Se faire accompagner pour construire le plan
La construction d’un plan de financement solide ne se fait pas seul. Il est fortement recommandé de travailler avec un expert-comptable ou un conseiller d’un réseau d’accompagnement (BGE, CMA, CCI, Initiative France, etc.).
Ces professionnels peuvent :
- Vérifier la cohérence des chiffres
- Aider à structurer le dossier de présentation
- Apporter des éléments comparatifs utiles
- Identifier des aides ou dispositifs complémentaires
- Vous préparer à la présentation bancaire
Leur regard extérieur permet d’ajuster certains points avant le dépôt du dossier et d’éviter les pièges courants.
Préparer son rendez-vous bancaire
Le rendez-vous avec la banque est une étape déterminante.

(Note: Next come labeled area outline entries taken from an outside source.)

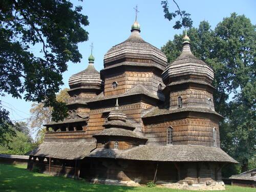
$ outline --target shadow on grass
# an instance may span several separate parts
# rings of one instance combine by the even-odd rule
[[[82,180],[74,180],[35,173],[24,165],[0,164],[0,191],[127,191],[137,187],[93,184]]]

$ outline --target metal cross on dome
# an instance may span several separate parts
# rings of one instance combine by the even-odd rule
[[[90,46],[91,47],[91,54],[93,54],[93,42],[92,42],[92,44]]]
[[[138,10],[138,5],[136,5],[136,7],[135,7],[135,8],[134,8],[134,9],[135,10],[135,20],[137,20],[137,16],[138,15],[138,13],[139,12],[139,10]]]

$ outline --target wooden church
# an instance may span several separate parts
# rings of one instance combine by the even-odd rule
[[[100,72],[92,54],[70,78],[69,117],[45,125],[28,168],[94,183],[224,189],[222,168],[237,162],[220,148],[212,69],[193,55],[186,34],[167,63],[140,32],[136,18]]]

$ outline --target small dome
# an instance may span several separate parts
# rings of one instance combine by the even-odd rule
[[[163,72],[163,81],[166,85],[175,81],[187,80],[211,84],[214,78],[212,69],[193,55],[190,48],[190,39],[186,32],[183,39],[181,54],[168,65]]]
[[[126,119],[126,115],[119,109],[118,98],[117,98],[115,110],[110,112],[108,116],[108,120],[110,121],[119,120],[125,122]]]
[[[134,30],[138,30],[140,31],[140,25],[137,20],[134,22],[134,24],[132,25],[132,30],[131,31],[133,31]]]
[[[89,64],[84,70],[72,75],[69,79],[70,89],[82,87],[87,89],[101,89],[103,81],[99,72],[93,65],[94,57],[91,54],[88,58]]]
[[[94,57],[92,54],[91,54],[91,55],[88,57],[88,60],[89,61],[89,62],[94,62]]]
[[[164,70],[167,65],[165,55],[159,49],[145,41],[140,34],[140,26],[137,20],[132,26],[132,33],[124,41],[113,46],[104,56],[104,67],[123,61],[152,63]],[[138,64],[139,65],[139,64]]]
[[[115,109],[111,111],[108,116],[108,120],[109,121],[120,120],[125,122],[126,119],[126,115],[123,112],[118,109]]]

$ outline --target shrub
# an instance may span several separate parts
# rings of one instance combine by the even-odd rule
[[[147,187],[154,187],[156,186],[156,184],[153,181],[151,181],[146,184],[146,186]]]

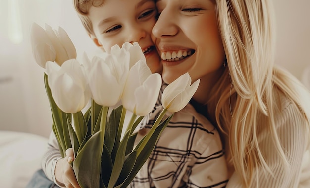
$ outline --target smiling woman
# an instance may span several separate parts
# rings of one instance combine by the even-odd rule
[[[273,1],[277,28],[276,63],[290,70],[298,78],[301,79],[301,73],[306,70],[305,68],[309,65],[309,60],[310,59],[310,53],[309,53],[310,50],[310,38],[309,37],[310,22],[307,21],[308,18],[310,17],[310,12],[308,10],[308,7],[310,7],[310,1],[274,0]],[[13,2],[15,5],[9,6],[9,3],[12,5]],[[22,32],[21,36],[23,40],[18,44],[12,42],[8,32],[9,28],[15,28],[9,26],[8,20],[9,17],[13,18],[18,15],[14,11],[18,8],[15,7],[16,8],[13,8],[14,10],[10,12],[13,16],[9,16],[9,10],[11,9],[9,7],[14,8],[15,6],[19,6],[19,7],[21,23],[20,31]],[[148,13],[147,11],[146,12]],[[19,22],[18,19],[15,20],[17,20],[16,23]],[[84,51],[92,54],[98,54],[101,51],[89,39],[87,33],[76,15],[71,0],[1,0],[0,106],[2,108],[0,110],[0,130],[32,133],[46,138],[51,132],[52,119],[46,93],[44,89],[42,69],[34,63],[35,60],[30,47],[29,31],[30,26],[34,22],[43,27],[46,23],[54,28],[58,28],[58,26],[64,28],[76,47],[78,58],[82,57]],[[114,29],[118,27],[119,26]],[[19,37],[17,38],[19,39],[20,34],[18,34]],[[147,46],[145,47],[147,47]],[[149,48],[147,49],[147,51],[149,51]],[[191,50],[181,52],[180,50],[175,51],[177,57],[183,59],[182,56],[179,57],[181,56],[181,52],[182,53],[182,56],[185,57],[190,56],[194,51]],[[175,54],[173,53],[173,53],[171,54],[171,58],[169,57],[170,54],[168,53],[164,53],[162,57],[164,57],[165,55],[168,59],[174,59]],[[304,76],[304,77],[307,76]],[[36,105],[34,105],[35,104]],[[10,135],[10,133],[7,132],[1,132],[6,135]],[[19,135],[15,134],[19,139],[24,139],[24,143],[29,141],[28,137]],[[15,139],[17,137],[12,138]],[[9,142],[13,143],[11,140],[10,140]],[[1,140],[0,144],[3,143],[5,143],[4,141]],[[36,153],[38,155],[42,153],[42,150],[39,148],[38,147],[36,150],[40,151]],[[4,152],[2,153],[9,152],[11,159],[20,156],[19,155],[20,154],[19,152],[22,151],[12,151],[10,150],[10,149],[7,150],[3,150]],[[36,153],[34,152],[33,154]],[[37,158],[41,157],[41,155],[34,156]],[[10,176],[11,179],[5,178],[5,176],[0,176],[0,182],[7,183],[2,185],[3,187],[24,188],[24,185],[21,186],[10,185],[16,182],[26,182],[26,180],[22,181],[18,178],[23,178],[23,180],[29,179],[31,174],[23,173],[21,177],[16,175],[16,172],[28,172],[30,174],[30,172],[34,171],[34,165],[36,165],[36,167],[40,166],[39,161],[33,165],[32,163],[29,162],[29,159],[15,158],[19,160],[18,169],[20,170],[22,168],[25,170],[16,170],[14,172],[15,177]],[[6,164],[7,168],[1,168],[0,174],[7,174],[7,169],[16,169],[17,168],[16,165],[11,166],[14,164],[16,165],[16,161],[5,163],[6,161],[2,161],[2,163]],[[11,160],[9,161],[12,162]]]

Il ne s’agit pas seulement de remettre un dossier, mais de convaincre un partenaire financier de vous suivre.
Pour mettre toutes les chances de votre côté, vous devez :
- Connaître votre projet dans les moindres détails
- Être capable d’expliquer chaque chiffre du prévisionnel
- Anticiper les questions classiques : seuil de rentabilité, capacité de remboursement, garanties
- Montrer votre motivation et votre vision entrepreneuriale
- Être clair sur ce que vous attendez : montant du prêt, durée, taux souhaité
- Présenter une attitude sérieuse et crédible, même si vous débutez
Il ne s’agit pas de tout savoir, mais de montrer que vous êtes préparé, réfléchi et apte à gérer.
Un bon dossier, accompagné d’un porteur impliqué et réaliste, est souvent plus convaincant qu’un projet trop ambitieux sans bases concrètes.
Mettre en valeur le profil du porteur de projet
Outre les chiffres, la banque prête aussi à une personne. Votre profil personnel et professionnel joue un rôle déterminant dans la décision.
Il est donc essentiel de valoriser :
- Votre parcours professionnel et vos expériences passées
- Vos compétences techniques et de gestion
- Les formations suivies en lien avec le projet
- Vos motivations personnelles et votre vision à moyen terme
Joindre un CV, une lettre de motivation et des références (anciens employeurs, partenaires, clients) peut renforcer votre crédibilité.
La banque doit sentir que vous êtes l’homme ou la femme de la situation, capable de transformer un projet sur le papier en activité durable.
Renforcer son plan avec des garanties
Enfin, le niveau de garantie proposé influence l’acceptation du dossier. La banque cherche à limiter son risque, surtout dans un projet de création ou de reprise.
Vous pouvez renforcer votre plan par :
- Une caution personnelle (en restant mesuré sur les montants engagés)
- Une garantie via des dispositifs publics (BPI France, France Active, SIAGI…)
- L’intervention d’un réseau de financement solidaire
- Un cofinancement avec d’autres partenaires (plateformes, investisseurs privés)
Proposer des garanties rassure, mais il faut rester vigilant pour ne pas mettre en péril son patrimoine personnel en cas d’échec. Un montage équilibré, combinant apport, prêts et garanties collectives, est toujours préférable à une exposition excessive.